On Sunday morning, Israeli forces, backed by tanks and helicopter gunships, killed the two Islamic Jihad members, who, according to Israel and Islamic Jihad group, were trying to place a bomb along the Gaza border.

Witnesses also said Israeli tanks fired at least 10 shells towards Khan Yunis, damaging three homes but causing no casualties.

Late on Sunday, the Israeli military said two rockets fired from Gaza landed in the Eshkol region of the southern Negev desert, causing no casualties.

The escalation of violence came on the eve of the second anniversary of Israel’s devastating “Operation Cast Lead” assault on Hamas-controlled Gaza and followed weeks of rocket fire from Gaza and retaliatory Israeli air raids.

Turning up the rhetoric, both sides blame each other for violating the truce and say that they are prepared for another round of bloodletting.

“I hope there is no need for another operation like Cast Lead,” Silvan Shalom, Israel’s deputy prime minister , told public radio before a cabinet meeting.

“But if this situation continues – if missiles keep being smuggled in without hindrance, if they continue shooting into Israel, trying to hit innocent civilians – then, obviously we will have to respond and respond with all our force,” he said.

Gaza fighters

At the funeral for two members of Islamic Jihad killed in an early morning exchange of fire with Israeli troops, mourners called on the military wings of Islamic Jihad and Hamas to take revenge on Israel.

Abu Ahmed, a spokesman for Islamic Jihad’s military wing, said the group was prepared.

“The occupation will pay the price if they even think of carrying out an escalation in the Gaza Strip,” he told mourners.

On Saturday, Hamas’s military wing also reiterated its battle readiness.

“There is a truce in effect in the field. It is real if Israel stops its aggression and ends its siege. But if there is any Israeli aggression on the Gaza Strip we will respond strongly,” a masked spokesman for the group, who identified himself as Abu Obeida, said.

But an Israeli official said on Sunday that Hamas was doing its best to avoid an escalation because it was not prepared for a major showdown.

The Islamic movement “does not want a confrontation at this stage. It is doing everything to prevent the situation from degenerating,” Amos Gilad, a senior defence ministry official, said on Israeli television.

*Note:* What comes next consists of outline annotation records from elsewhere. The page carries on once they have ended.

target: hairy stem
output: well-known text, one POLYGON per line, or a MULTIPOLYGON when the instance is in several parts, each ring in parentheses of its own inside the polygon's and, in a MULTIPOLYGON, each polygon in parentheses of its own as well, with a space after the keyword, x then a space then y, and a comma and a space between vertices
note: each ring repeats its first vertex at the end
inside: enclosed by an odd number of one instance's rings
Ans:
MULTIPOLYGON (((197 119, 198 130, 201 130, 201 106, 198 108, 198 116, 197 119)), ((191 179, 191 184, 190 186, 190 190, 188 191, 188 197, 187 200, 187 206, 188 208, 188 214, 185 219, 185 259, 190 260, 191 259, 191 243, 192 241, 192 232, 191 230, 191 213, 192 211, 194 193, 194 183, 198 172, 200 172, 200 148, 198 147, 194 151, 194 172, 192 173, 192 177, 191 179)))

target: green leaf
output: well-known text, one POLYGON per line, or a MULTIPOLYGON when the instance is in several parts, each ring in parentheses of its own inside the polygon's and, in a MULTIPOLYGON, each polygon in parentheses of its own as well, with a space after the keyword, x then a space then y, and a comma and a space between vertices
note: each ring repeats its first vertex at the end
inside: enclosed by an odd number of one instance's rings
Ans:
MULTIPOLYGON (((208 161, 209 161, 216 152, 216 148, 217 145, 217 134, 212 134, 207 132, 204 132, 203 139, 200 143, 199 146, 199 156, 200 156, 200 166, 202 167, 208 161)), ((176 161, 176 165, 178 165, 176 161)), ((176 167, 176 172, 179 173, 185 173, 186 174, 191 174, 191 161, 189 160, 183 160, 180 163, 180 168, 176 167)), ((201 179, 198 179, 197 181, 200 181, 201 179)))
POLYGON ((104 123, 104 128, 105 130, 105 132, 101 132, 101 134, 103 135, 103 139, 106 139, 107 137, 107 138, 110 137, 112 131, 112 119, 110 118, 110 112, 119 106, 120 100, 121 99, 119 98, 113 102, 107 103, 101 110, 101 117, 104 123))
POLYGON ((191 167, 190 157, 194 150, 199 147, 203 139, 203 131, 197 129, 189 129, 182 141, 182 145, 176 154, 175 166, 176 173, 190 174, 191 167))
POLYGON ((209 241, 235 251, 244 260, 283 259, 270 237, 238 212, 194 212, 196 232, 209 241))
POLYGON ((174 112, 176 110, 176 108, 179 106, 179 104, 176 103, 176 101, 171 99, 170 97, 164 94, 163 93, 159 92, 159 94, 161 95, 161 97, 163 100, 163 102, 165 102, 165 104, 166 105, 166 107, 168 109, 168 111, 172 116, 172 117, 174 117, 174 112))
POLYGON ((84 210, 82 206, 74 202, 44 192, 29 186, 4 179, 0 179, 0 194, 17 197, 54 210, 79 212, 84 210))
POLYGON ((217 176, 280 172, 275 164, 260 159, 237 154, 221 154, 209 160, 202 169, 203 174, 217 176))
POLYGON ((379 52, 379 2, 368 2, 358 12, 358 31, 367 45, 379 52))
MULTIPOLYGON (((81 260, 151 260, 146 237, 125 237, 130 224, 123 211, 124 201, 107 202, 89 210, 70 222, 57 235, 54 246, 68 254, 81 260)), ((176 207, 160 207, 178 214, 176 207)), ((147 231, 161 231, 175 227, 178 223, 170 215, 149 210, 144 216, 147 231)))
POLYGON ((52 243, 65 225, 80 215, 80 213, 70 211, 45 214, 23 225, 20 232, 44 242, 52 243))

He said Hamas wanted “to maintain the ceasefire so as to be better prepared for any Israeli offensive”.

Escalation of violence

Tension has been rising on the Gaza border, where armed groups have fired dozens of mortar rounds and rockets into southern Israel.

In response, Israel has launched a series of air raids that it said targeted training facilities and smuggling tunnels.

Israel’s military said earlier this month that one of its tanks patrolling the Gaza border had been hit by a Russian-made Kornet anti-tank rocket, the first time such a weapon had been encountered there.

On Saturday, Hamas hinted it possessed a secret weapon. “Our weapons are few compared to those of the Israeli occupation, but we have something that will worry the occupation,” Abu Obeida said.

At least 23 mortar rounds and six rockets have been fired at Israel from Gaza in the past week, the army said, including a Qassam rocket that struck near a kindergarten in a southern Israeli kibbutz, wounding a teenage girl.

While most of the rockets have been fired by other groups, Israel says it holds Hamas responsible for maintaining calm in Gaza.

On December 27, 2008, Israel launched Operation Cast Lead in response to hundreds of rockets fired from Gaza.

The war, which ended in a ceasefire on January 18, 2009, killed 1,400 Palestinians, mostly civilians, and 13 Israelis, 10 of them soldiers.